ForgeRock core docs have three layers to build between the stylesheets and the docs that use forgerock-doc-maven-plugin. Here is what I did in order to enable testing:

  1. Get the DocBook Maven project, https://docbook.svn.sourceforge.net/svnroot/docbook/trunk/maven, update the versions to pull the latest stylesheets, and mvn install a local copy.
    $ svn diff
    Index: docbook-xsl/pom.xml
    ===================================================================
    --- docbook-xsl/pom.xml	(revision 9386)
    +++ docbook-xsl/pom.xml	(working copy)
    @@ -5,7 +5,7 @@
       <artifactId>docbook-xsl</artifactId>
       <name>DocBook XSL Stylesheets</name>
       <packaging>pom</packaging>
    -  <version>1.76.1</version>
    +  <version>1.77.0</version>
       <description>These are XSL stylesheets for transforming DocBook XML document instances into various output formats.
       </description>
       <url>http://sourceforge.net/projects/docbook/</url>
    @@ -18,8 +18,8 @@
    
       <properties>
    -    <docbook.xsl.release>docbook-xsl-1.76.1</docbook.xsl.release>
    -    <docbook.xslns.release>docbook-xsl-ns-1.76.1</docbook.xslns.release>
    +    <docbook.xsl.release>docbook-xsl-1.77.0</docbook.xsl.release>
    +    <docbook.xslns.release>docbook-xsl-ns-1.77.0</docbook.xslns.release>
       </properties>
    
       <build>
  2. Get docbkx-tools, http://docbkx-tools.googlecode.com/svn/trunk, update the stylesheet version, and mvn install a local copy.
    $ svn diff
    Index: docbkx-maven-plugin/pom.xml
    ===================================================================
    --- docbkx-maven-plugin/pom.xml	(revision 258)
    +++ docbkx-maven-plugin/pom.xml	(working copy)
    @@ -62,7 +62,7 @@
         <dependency>
           <groupId>net.sf.docbook</groupId>
           <artifactId>docbook-xsl</artifactId>
    -      <version>1.76.1</version>
    +      <version>1.77.0</version>
           <type>zip</type>
           <classifier>ns-resources</classifier>
         </dependency>
  3. Get forgerock-doc-maven-plugin, https://svn.forgerock.org/commons/forgerock-doc-maven-plugin/trunk, update the docbkx-tools version, and mvn install a local copy.

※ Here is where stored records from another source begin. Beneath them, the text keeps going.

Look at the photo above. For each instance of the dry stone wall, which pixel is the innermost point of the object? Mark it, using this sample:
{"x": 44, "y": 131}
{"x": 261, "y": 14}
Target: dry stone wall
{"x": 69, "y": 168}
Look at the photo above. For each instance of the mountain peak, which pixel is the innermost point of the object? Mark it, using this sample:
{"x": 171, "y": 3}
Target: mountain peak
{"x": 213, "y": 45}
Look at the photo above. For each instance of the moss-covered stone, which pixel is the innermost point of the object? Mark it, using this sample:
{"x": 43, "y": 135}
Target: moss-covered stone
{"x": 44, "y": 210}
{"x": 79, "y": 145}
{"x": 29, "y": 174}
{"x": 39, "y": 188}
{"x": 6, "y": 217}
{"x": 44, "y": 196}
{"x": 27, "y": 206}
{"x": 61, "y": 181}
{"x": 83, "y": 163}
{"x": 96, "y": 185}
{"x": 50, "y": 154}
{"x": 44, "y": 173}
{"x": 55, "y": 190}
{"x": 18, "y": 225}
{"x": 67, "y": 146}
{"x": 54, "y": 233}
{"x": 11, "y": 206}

    Update: Thanks to Chris Ridd. Also need to change AbstractBuildMojo.java as shown.

    $ svn diff
    Index: src/main/java/org/forgerock/doc/maven/AbstractBuildMojo.java
    ===================================================================
    --- src/main/java/org/forgerock/doc/maven/AbstractBuildMojo.java	(revision 311)
    +++ src/main/java/org/forgerock/doc/maven/AbstractBuildMojo.java	(working copy)
    @@ -32,7 +32,7 @@
          * Docbkx Tools plugin version to use. Executions seem to hit an NPE when
          * the version is not specified.
          *
    -     * @parameter default-value="2.0.14" expression="${docbkxVersion}
    +     * @parameter default-value="2.0.15-SNAPSHOT" expression="${docbkxVersion}
          * @required
          */
         private String docbkxVersion;
    Index: pom.xml
    ===================================================================
    --- pom.xml	(revision 312)
    +++ pom.xml	(working copy)
    @@ -61,7 +61,7 @@
      </licenses>
    
      <properties>
    -  <docbkxVersion>2.0.14</docbkxVersion>
    +  <docbkxVersion>2.0.15-SNAPSHOT</docbkxVersion>
       <project.build.sourceEncoding>UTF-8</project.build.sourceEncoding>
       <maven.compiler.target>1.6</maven.compiler.target>
       <maven.compiler.source>1.6</maven.compiler.source>
  4. Use your local Maven installation to build your test documentation.